Si potrebbe altresì ipotizzare che vengano lasciati ai comuni significativi spazi di intervento in logica agevolativa, purché connessi alla situazione reddituale e al numero dei familiari a carico dei soggetti passivi dei tributi. Insomma, un non facile percorso da seguire, che, tuttavia, può contare su un precedente tentativo, avendo l’allora Consiglio dei Ministri del Governo Berlusconi approvato, il 24.10.2011, un testo che prevedeva l’introduzione di una service tax così configurata6.
Resta, e questo giustifica le evidenti esitazioni, il prezzo da pagare a fronte di un provvedimento che tassa, in un momento di pesantissima crisi economica, coloro che vivono in affitto per agevolare coloro che sono proprietari di un’abitazione. Resta che un’imposta sui servizi indivisibili, particolarmente rozza e discutibile dal punto di vista dei principi, esiste già, anche se pochi sembrano essersene accorti, ed è disciplinata dall’art. 14, co. 13, del d.lgs. n. 201/2011, il quale stabilisce che alla tariffa TARES «si applica una maggiorazione pari a 0,30 euro per metro quadrato, a copertura dei costi relativi ai servizi indivisibili dei comuni, i quali possono, con deliberazione del consiglio comunale, modificare in aumento la misura della maggiorazione fino a 0,40 euro, …», sicché l’introduzione della nuova service tax dovrebbe accompagnarsi all’abrogazione della vecchia. Resta la sostanziale assurdità di un percorso di ricerca di nuove forme di tassazione per eliminare quello che tutti senza soverchie difficoltà accettano, e cioè a dire una tassazione moderata, qual è anche quella attuale, sulla casa d’abitazione.
1 Per un primo commento sui provvedimenti dell’estate 2013 in materia di IMU e TARES, cfr. Selicato, P., Dal “superamento” dell’Imu sulla prima casa al nuovo sistema dell’imposizione immobiliare: un cammino ancora lungo ed incerto, in www.federalismi.it, 11.9.2013.

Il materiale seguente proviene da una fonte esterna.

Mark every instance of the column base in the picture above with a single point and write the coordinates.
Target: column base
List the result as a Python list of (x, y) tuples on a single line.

2 Per un elenco completo dei tributi presenti, nel 2011, nel sistema tributario dei comuni, v. Tesauro, F., Istituzioni di diritto tributario – parte speciale, Milano, 2012, 321 e, mi sia consentito, Giovanardi, A., Tributi comunali, in Dig. comm., vol. XVI, Torino, 1999, 146 ss.

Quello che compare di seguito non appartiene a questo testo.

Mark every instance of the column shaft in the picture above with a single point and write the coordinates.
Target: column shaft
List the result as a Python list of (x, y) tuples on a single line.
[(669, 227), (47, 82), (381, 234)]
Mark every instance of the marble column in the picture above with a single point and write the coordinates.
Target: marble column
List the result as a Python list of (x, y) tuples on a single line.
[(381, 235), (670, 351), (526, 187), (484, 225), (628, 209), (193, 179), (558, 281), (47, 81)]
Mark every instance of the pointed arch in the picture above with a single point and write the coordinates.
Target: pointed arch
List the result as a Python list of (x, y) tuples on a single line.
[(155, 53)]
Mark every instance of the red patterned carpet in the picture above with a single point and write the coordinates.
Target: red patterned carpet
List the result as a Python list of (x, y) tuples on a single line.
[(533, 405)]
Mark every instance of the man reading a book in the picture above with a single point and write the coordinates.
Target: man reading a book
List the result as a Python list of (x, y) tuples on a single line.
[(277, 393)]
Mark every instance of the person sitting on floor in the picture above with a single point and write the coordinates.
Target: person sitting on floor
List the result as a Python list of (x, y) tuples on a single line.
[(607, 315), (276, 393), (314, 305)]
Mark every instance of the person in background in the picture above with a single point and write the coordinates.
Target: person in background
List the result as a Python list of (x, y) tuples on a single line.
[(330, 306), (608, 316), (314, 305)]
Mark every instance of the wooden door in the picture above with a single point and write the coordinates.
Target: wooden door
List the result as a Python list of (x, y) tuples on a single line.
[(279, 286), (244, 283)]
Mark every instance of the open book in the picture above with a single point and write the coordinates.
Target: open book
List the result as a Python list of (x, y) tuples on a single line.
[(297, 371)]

3 Per un commento sugli interventi del 2011 nel quadro del federalismo municipale, si veda Salvini, L., L’Imu nel quadro del sistema fiscale, in Rass. trib., 2012, 689 ss.
4 La relazione al Parlamento 2013 conferma che le disposizioni introdotte, in materia di federalismo fiscale municipale, nell’agosto 2013 sono principalmente rivolte a liberare risorse a favore delle famiglie. Tale Relazione, a proposito della cancellazione della prima rata IMU sull’abitazione principale, afferma infatti: «la misura ha effetti positivi sul reddito disponibile delle famiglie, liberando risorse che dovrebbero, almeno in parte, essere destinate ai consumi già dal 2013».
5 Si veda anche la nota di Palazzo Chigi del 28.8.2013.
6 L’introduzione, seppure con caratteristiche un po’differenti da quelle ipotizzate nel 2013, di una service tax era stata prevista già dal Consiglio dei Ministri del 25.10.2011, il quale inseriva la disciplina del nuovo tributo nel d.lgs. n. 23/2011. Sul punto, cfr. Lovecchio, L., Proposte correttive per «service tax» comunale e imposta di soggiorno, in Corr. trib., 2011, 3756 ss. Sulle possibilità di introduzione di una service tax, v. Salvini, L., Federalismo fiscale e tassazione degli immobili, in Rass. trib., 2010, 607 ss.